Aron, a 7-year-old German Shepherd, is leaving the force due to some health issues. He’ll spend the rest of his days at the home of his handler of nearly two years, Deputy Scott Goldsberry.
Goldsberry said his favorite memory of working with Aron is when the dog tracked down a burglar.
“He actually found him hiding in a bush, and lunged into the bush to get ahold of the bad guy and pulled him out to me,” he said.
That happened about six months after Aron became his partner, Goldsberry said.
Aron had two handlers before he started working with Goldsberry, but the two bonded quickly.
Goldsberry said he always wanted to work with dogs, and so he transferred from the fire department into the sheriff’s office and worked his way up to meet that goal.
“I don’t want to go anywhere from here,” he said. “This is the top.”

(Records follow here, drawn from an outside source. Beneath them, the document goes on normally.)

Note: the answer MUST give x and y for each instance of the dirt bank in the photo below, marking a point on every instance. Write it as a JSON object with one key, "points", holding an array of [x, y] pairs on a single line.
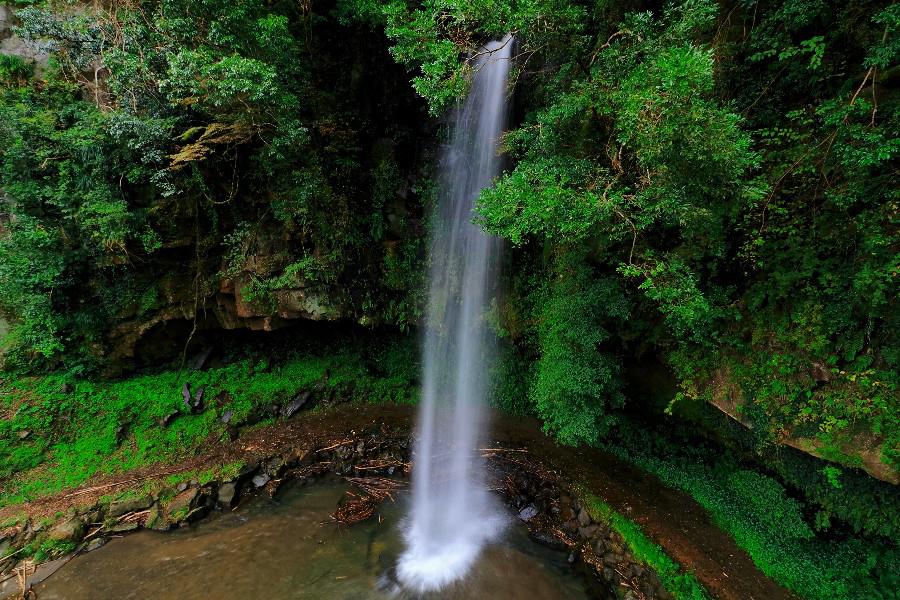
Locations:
{"points": [[670, 518]]}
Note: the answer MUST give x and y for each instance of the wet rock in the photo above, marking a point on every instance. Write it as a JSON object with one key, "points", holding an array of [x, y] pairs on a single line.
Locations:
{"points": [[197, 405], [156, 520], [167, 420], [69, 530], [182, 503], [584, 519], [288, 411], [587, 532], [275, 466], [545, 538], [186, 396], [123, 527], [199, 361], [528, 513], [94, 544], [226, 494], [121, 507], [121, 432]]}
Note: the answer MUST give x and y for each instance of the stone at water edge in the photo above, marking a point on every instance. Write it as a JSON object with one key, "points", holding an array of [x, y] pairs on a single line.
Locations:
{"points": [[584, 519], [226, 494], [288, 411], [69, 530], [528, 513], [121, 507]]}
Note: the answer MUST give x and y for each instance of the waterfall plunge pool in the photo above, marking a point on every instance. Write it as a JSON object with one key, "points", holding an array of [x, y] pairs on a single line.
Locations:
{"points": [[280, 549]]}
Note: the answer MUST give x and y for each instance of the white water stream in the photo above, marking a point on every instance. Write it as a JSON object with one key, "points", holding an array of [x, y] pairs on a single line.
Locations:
{"points": [[452, 514]]}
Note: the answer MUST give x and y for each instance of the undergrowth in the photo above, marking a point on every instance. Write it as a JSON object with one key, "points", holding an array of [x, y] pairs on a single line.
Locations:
{"points": [[59, 431], [776, 529], [682, 585]]}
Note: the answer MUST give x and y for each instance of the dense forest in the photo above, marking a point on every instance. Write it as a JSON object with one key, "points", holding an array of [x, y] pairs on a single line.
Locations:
{"points": [[698, 193]]}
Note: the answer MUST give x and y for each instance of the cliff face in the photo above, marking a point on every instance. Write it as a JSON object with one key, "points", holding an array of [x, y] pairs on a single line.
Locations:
{"points": [[287, 183], [857, 447]]}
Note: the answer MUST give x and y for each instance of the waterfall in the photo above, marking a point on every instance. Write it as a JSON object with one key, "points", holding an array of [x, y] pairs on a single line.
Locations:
{"points": [[452, 514]]}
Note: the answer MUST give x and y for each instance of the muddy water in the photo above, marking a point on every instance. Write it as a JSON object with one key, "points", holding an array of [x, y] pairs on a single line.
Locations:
{"points": [[279, 549]]}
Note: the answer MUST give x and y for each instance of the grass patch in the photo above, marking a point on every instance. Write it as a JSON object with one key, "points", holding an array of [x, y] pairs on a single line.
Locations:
{"points": [[60, 431], [682, 585], [767, 522]]}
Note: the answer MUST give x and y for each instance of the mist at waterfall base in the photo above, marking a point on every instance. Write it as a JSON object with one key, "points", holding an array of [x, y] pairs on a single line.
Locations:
{"points": [[453, 515]]}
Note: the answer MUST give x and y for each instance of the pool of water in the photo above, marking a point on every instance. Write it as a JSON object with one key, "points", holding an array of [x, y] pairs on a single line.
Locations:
{"points": [[280, 549]]}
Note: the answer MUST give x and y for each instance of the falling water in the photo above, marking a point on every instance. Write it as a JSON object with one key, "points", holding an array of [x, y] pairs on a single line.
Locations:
{"points": [[452, 514]]}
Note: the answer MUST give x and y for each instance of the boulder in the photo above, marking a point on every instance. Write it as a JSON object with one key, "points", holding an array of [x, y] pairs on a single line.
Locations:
{"points": [[584, 519], [69, 530], [122, 507], [528, 513], [181, 505], [226, 494]]}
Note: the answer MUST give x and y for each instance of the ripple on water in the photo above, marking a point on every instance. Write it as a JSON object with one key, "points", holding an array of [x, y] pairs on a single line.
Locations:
{"points": [[279, 550]]}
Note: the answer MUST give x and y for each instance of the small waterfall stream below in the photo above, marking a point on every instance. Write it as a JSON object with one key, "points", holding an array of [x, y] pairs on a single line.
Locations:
{"points": [[452, 515], [280, 549]]}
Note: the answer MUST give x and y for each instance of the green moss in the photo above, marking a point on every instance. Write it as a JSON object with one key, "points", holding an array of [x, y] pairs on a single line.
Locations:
{"points": [[105, 427], [767, 522], [683, 585]]}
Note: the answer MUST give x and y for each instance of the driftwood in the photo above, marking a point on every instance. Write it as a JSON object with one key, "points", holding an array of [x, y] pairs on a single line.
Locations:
{"points": [[358, 507]]}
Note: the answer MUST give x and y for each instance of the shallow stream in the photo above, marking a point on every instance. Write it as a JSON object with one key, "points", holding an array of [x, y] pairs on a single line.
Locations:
{"points": [[280, 549]]}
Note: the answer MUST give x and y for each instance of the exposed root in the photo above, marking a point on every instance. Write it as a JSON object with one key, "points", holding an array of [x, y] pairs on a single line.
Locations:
{"points": [[355, 508]]}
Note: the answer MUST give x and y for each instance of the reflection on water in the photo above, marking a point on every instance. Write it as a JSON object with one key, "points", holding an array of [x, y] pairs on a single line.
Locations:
{"points": [[279, 550]]}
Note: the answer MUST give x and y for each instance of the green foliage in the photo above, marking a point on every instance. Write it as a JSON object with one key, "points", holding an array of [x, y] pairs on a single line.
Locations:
{"points": [[765, 520], [576, 383], [683, 586], [216, 141]]}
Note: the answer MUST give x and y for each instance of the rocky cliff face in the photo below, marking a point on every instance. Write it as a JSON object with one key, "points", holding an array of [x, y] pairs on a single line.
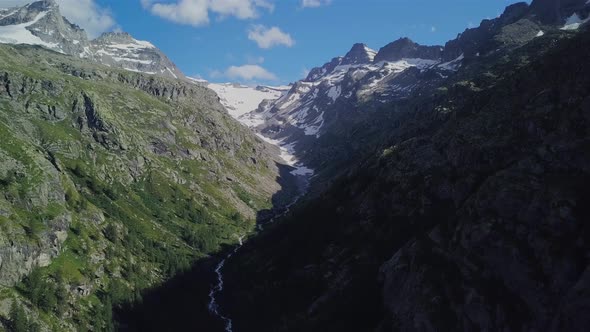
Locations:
{"points": [[469, 215], [41, 23], [318, 114], [122, 50]]}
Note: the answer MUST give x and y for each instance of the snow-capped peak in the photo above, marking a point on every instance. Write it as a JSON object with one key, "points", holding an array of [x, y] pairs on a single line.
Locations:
{"points": [[41, 23], [359, 54]]}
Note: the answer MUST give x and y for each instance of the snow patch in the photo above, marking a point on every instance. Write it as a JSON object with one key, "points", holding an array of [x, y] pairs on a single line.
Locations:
{"points": [[334, 92], [453, 65], [19, 34], [240, 99], [574, 22]]}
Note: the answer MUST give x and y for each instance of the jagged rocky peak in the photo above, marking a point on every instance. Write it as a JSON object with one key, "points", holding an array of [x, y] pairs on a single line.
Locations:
{"points": [[319, 72], [120, 49], [555, 12], [405, 48], [359, 54], [41, 23]]}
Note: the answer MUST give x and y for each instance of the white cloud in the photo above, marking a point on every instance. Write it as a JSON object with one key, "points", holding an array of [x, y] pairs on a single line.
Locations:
{"points": [[196, 12], [85, 13], [269, 37], [314, 3], [245, 73]]}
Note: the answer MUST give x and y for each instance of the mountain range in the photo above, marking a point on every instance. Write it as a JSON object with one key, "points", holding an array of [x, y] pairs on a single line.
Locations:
{"points": [[41, 23]]}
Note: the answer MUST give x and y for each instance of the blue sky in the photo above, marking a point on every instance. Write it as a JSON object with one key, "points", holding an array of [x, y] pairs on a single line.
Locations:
{"points": [[207, 37]]}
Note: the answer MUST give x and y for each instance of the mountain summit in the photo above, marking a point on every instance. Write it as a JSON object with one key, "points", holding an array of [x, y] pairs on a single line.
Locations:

Goldsberry will continue with the K-9 Unit and Tryst will be his new partner, since Tryst’s handler is moving to the investigations division.
The sheriff’s office bought Aron with drug seizure funds in August 2007. He was 2 at the time.
He is retiring due to persistent health problems, said Maj. Paul Taylor, who oversees the unit.
“About a year ago, we started noticing some medical issues,” Taylor said. “He is under control right now medically, but there’s no guarantee that what he went through [with a prostate issue] will not return.”
Aron would have also needed surgery for a cataract in one eye, which has 20 percent vision.
“It’s not fair to him, and it’s not fair to us to make him continue,” Taylor said.
Goldsberry said he enjoyed his time with Aron as he accepted a plaque from Sheriff Duane Piper in recognition of the team’s service.
“We appreciate you letting him stay at your house for his retirement,” Piper said.
Goldsberry said Aron still waits at the door each morning as his handler leaves for work.
“It’s kind of different. Most dogs don’t live like this,” he said. “Every day he looks forward to getting in the Tahoe and going to work and doing something work related or for the county. It is kind of a change, becoming a normal dog.”